A traditional vendor relationship has a wall in the middle of it. The customer describes what they want, the vendor goes away and builds it, and both sides discover at delivery how much was lost in translation. The FDE removes the wall. The person who understands the problem and the person who builds the solution are the same person, embedded with the team that owns the problem.
That is the idea I built my consulting around. Call it forward deployed marketing.
Why Marketing Has the Same Wall
Marketing strategy has exactly this translation problem, and it is usually worse.
A positioning document means nothing until it changes the words on your homepage, the way your sales team opens a call, and the subject lines in your nurture sequence. A consultant who writes the positioning but does not touch any of those surfaces has handed you a translation job. Your team, already underwater, is the one who has to do it.
So they don’t. Or they do it partially, the strategy gets diluted at every handoff, and three quarters of the original thinking is gone by the time anything reaches a customer.
I have watched good strategy die this way more times than I want to admit. The fix is to remove the wall, not to write better strategy.
How I Embed With a Client
When I take a project, I deploy into the team rather than working as a vendor you brief and wait on.
That means I get access to the real thing, not a sanitized version of it. The actual sales calls, not a summary of them. The actual churn data, the actual win and loss notes, the support tickets, the CRM. I sit in your pipeline reviews. I want to see how the work actually happens, including the parts that are broken, because that is where the real fixes are.
Then I build alongside your team instead of recommending from outside it. I write the positioning and then I rewrite the homepage with it. I redo the ICP and then I retarget the campaigns to match.
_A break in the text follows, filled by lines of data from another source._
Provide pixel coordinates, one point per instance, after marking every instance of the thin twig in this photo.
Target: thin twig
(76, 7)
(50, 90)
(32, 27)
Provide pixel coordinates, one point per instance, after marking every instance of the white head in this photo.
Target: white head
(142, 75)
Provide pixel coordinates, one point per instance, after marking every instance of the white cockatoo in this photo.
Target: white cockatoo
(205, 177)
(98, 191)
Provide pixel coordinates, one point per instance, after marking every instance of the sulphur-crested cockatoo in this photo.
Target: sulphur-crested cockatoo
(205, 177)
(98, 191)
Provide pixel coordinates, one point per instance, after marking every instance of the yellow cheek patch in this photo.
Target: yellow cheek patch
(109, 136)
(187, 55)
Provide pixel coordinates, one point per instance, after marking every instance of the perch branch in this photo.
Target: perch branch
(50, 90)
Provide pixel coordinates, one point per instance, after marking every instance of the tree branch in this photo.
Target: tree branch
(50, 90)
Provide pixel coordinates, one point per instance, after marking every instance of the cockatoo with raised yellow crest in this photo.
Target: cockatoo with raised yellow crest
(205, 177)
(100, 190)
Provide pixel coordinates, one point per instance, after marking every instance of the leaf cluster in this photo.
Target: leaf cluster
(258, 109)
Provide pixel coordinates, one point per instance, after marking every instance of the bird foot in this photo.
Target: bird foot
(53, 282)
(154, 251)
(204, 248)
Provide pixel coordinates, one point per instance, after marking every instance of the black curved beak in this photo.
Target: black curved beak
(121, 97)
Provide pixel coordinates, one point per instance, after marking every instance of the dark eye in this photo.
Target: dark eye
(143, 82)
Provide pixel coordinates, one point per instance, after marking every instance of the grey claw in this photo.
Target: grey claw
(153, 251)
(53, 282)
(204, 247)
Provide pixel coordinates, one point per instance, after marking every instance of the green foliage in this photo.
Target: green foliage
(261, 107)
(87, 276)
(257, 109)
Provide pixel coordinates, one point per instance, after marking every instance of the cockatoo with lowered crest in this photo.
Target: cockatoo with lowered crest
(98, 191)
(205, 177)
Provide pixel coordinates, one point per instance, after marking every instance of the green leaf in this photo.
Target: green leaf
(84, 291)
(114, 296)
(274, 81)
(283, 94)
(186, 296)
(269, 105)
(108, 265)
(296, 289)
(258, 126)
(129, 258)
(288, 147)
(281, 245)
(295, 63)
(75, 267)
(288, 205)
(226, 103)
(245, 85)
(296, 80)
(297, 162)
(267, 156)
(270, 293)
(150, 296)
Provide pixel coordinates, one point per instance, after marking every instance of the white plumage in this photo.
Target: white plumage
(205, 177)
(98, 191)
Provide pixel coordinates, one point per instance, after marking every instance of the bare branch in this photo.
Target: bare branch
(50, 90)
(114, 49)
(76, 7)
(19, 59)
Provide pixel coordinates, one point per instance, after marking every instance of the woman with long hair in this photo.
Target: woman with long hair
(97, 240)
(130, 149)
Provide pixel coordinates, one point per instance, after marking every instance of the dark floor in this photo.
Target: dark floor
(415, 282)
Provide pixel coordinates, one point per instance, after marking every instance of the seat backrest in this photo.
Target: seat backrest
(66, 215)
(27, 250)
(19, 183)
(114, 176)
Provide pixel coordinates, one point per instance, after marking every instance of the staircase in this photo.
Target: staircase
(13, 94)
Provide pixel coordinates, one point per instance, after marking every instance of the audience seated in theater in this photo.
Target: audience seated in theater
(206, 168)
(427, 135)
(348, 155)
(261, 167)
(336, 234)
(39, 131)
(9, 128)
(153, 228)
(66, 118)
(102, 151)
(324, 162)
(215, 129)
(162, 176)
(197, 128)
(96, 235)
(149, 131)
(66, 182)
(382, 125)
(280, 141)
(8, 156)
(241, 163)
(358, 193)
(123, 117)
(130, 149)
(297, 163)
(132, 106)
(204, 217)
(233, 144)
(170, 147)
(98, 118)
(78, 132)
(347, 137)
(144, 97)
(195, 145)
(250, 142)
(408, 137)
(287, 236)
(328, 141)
On one engagement that meant standing up AI agent armies to handle campaign targeting and trial activation, and the embedded version of that work moved pipeline 36%, win rate to 72%, and recurring revenue 55%. That result traces back to one fact: the person who set the strategy is the same person wiring up the tools. A deck structurally cannot deliver that.
The work tends to move through four phases:
- Deploy. Get inside the team and the tools. See the unfiltered reality of how marketing, sales, and product actually operate together.
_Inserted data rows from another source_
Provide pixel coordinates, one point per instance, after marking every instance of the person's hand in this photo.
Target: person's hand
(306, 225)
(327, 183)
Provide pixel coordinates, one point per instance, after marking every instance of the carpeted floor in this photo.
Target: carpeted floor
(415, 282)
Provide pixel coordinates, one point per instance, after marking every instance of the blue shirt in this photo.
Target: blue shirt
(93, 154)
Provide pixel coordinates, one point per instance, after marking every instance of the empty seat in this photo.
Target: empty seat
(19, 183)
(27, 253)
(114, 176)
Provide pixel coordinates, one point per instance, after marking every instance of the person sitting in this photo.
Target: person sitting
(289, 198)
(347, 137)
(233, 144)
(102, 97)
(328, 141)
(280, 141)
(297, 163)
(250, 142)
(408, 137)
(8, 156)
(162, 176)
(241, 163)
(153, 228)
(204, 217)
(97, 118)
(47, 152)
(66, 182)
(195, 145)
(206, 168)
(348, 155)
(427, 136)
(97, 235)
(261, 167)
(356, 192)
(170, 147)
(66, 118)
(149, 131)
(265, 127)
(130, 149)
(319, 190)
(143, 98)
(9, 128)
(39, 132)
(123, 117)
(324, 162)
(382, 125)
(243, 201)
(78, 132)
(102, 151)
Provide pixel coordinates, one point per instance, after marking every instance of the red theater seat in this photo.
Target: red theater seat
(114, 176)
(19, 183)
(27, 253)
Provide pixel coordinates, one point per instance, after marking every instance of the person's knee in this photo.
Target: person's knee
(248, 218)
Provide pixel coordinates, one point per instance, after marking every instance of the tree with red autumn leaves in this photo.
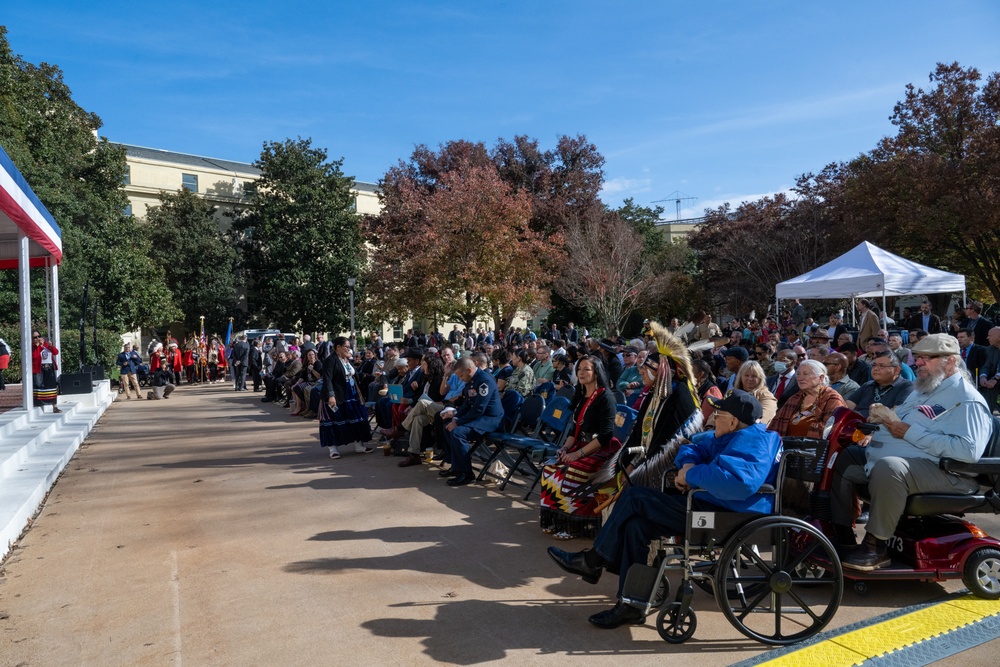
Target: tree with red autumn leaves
(929, 193)
(454, 238)
(470, 233)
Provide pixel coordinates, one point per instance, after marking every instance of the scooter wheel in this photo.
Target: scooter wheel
(982, 573)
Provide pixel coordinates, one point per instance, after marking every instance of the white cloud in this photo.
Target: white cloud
(625, 187)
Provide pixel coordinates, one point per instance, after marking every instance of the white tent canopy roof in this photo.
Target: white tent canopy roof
(869, 271)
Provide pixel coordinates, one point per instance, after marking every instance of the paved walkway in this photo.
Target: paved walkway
(210, 529)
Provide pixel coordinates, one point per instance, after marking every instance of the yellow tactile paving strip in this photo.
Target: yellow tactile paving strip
(857, 646)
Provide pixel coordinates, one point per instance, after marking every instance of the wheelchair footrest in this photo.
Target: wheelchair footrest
(640, 582)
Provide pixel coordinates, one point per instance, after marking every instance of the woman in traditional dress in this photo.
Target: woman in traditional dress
(43, 370)
(805, 415)
(223, 362)
(667, 417)
(216, 357)
(566, 513)
(4, 361)
(187, 358)
(343, 418)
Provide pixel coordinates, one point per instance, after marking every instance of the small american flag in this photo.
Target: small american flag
(931, 411)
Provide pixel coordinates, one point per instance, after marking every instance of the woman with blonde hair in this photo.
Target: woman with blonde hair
(806, 412)
(751, 379)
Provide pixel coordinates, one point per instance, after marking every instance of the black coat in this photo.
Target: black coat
(241, 353)
(791, 388)
(916, 322)
(599, 419)
(334, 380)
(256, 359)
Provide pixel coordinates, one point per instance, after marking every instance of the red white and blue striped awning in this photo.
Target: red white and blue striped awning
(21, 211)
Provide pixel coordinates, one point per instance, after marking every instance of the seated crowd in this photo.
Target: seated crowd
(712, 419)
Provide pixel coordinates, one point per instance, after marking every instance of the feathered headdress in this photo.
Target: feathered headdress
(674, 349)
(675, 362)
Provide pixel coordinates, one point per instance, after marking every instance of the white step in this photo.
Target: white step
(35, 448)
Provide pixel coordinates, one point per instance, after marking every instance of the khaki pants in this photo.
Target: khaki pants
(419, 417)
(127, 381)
(892, 479)
(158, 393)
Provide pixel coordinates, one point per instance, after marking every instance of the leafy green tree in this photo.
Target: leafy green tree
(299, 239)
(198, 260)
(79, 179)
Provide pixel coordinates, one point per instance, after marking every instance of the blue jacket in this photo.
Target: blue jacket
(733, 467)
(129, 362)
(481, 411)
(416, 375)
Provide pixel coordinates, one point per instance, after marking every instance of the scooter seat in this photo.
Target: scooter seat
(926, 504)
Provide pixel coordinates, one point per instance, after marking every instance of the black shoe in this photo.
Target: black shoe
(410, 460)
(871, 555)
(575, 563)
(461, 479)
(620, 614)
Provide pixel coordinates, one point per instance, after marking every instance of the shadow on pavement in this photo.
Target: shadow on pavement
(545, 626)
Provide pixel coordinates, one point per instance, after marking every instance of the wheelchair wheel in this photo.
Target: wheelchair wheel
(789, 578)
(674, 628)
(982, 573)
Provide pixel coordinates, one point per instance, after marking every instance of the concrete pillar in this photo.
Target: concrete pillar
(24, 276)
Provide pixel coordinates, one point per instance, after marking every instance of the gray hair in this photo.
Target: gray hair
(817, 368)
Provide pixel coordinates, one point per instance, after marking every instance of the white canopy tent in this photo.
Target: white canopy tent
(869, 271)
- Diagnose in context. Find the real constraint by watching it happen, not by auditing from the outside. The bottleneck is rarely the one named in the kickoff call.
- Build with the team. Ship the positioning, the campaigns, the enablement, the activation flows. Strategy and execution become the same motion, not two phases with a wall between them.
- Transfer. Leave the team able to run it without me. An embedded engagement that creates a dependency has failed, even if the numbers went up.
That last phase is the one most consultants skip, and it is the one that separates an FDE from a contractor. The point of forward deploying is to embed deeply enough to fix the real problem and then hand the team something they can run on their own, not to become permanent infrastructure.
When This Model Is Worth It
Embedded work is not always the right call. If you genuinely just need a second opinion on a plan you already trust, a deck is fine and cheaper. The forward deployed model earns its cost when the gap between knowing and doing is where you are actually stuck.
That is most B2B SaaS companies I talk to. They are not short on ideas. They have a folder of strategy decks. They are short on the thing that turns a decision into a shipped change while the rest of the team keeps the lights on.
If you have a deck that never became a campaign, the deck was never the problem. What does your team have a strategy for that still has not shipped?